The test method KeratinoSensTM is considered scientifically valid to be used as part of an integrated approaches to testing and assessment, to support the identification of the sensitization potential of test item for hazard classification and labeling purposes.

Executive summary:

The test was performed to assess the skin sensitization potential of the test item in KeratinoSens TM cells.

Cells were treated with the test item at 12 concentrations from 0.98 to 2000 µM in DMSO, according to a geometric progression of ratio 2. 

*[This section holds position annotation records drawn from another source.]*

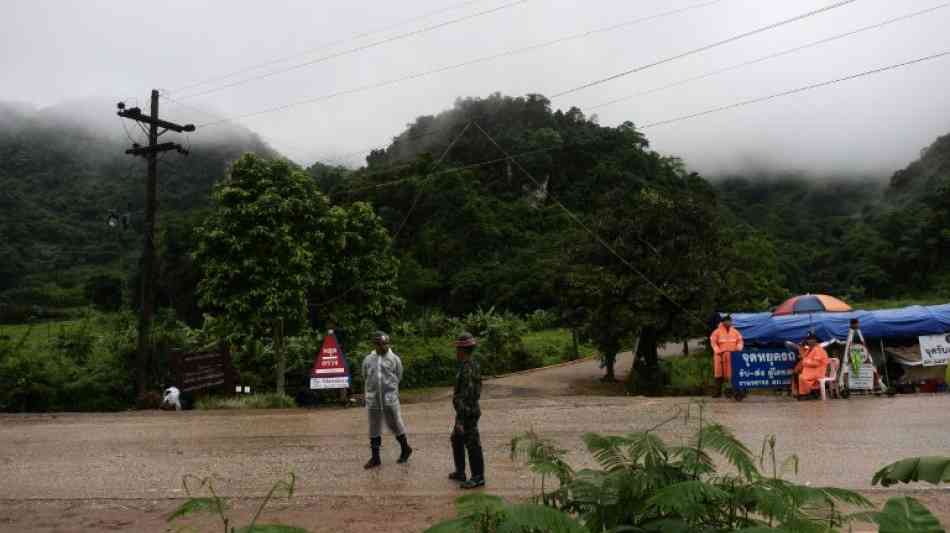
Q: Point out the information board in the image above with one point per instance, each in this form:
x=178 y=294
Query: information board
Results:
x=934 y=349
x=330 y=367
x=763 y=369
x=203 y=370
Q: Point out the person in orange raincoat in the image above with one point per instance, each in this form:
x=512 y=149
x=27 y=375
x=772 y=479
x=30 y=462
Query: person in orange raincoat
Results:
x=724 y=340
x=812 y=365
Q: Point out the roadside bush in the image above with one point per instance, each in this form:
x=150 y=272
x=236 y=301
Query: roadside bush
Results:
x=47 y=294
x=253 y=401
x=74 y=342
x=541 y=319
x=500 y=336
x=643 y=484
x=688 y=375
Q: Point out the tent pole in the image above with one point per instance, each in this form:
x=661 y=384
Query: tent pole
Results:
x=884 y=355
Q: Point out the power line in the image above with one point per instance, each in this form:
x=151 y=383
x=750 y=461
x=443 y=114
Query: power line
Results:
x=795 y=91
x=326 y=45
x=405 y=219
x=694 y=51
x=668 y=121
x=592 y=233
x=353 y=50
x=482 y=59
x=771 y=56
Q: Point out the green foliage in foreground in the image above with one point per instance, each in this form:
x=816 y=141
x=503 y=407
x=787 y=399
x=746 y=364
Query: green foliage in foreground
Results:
x=216 y=505
x=643 y=484
x=254 y=401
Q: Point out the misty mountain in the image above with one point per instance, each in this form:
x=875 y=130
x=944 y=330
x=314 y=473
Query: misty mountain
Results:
x=923 y=177
x=63 y=169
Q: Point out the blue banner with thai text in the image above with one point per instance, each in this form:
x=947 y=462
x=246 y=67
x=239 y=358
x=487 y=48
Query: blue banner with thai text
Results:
x=763 y=369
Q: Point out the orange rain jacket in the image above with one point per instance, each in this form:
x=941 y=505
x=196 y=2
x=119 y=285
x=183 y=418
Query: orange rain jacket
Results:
x=724 y=341
x=814 y=367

Another group of cells were treated with the positive control (cinnamaldehyde) at 5 concentrations from 4 to 64 µM according to a geometric progression of ratio 2.

A further group of cells were treated with DMSO (1% in treatment medium).

The study was composed of three different repetitions, with 3 replicates for the measurement of induction and 2 replicates for the measurement of cytotoxicity for each repetition. Induction and cytotoxicity were determined after a cell treatment period of 48 hours with the test item, positive and negative controls.

The experimental protocol was established according to the O.E.C.D GuidelineNo 442-D, dated February, 04th, 2015 and the ECVAM DB-ALM protocol 155:KeratinoSens^TM.

For viability the geometric mean of the IC 50 is 18.56.

In both repetitions, Imax are lower than 1.5, and no EC1.5 is determined.

Under the retained experimental conditions the test item may be classified as not sensitizer.

The test method KeratinoSens^TM is considered scientifically valid to be used as part of an integrated approaches to testing and assessment, to support the identification of the sensitization potential of test item for hazard classification and labeling purposes.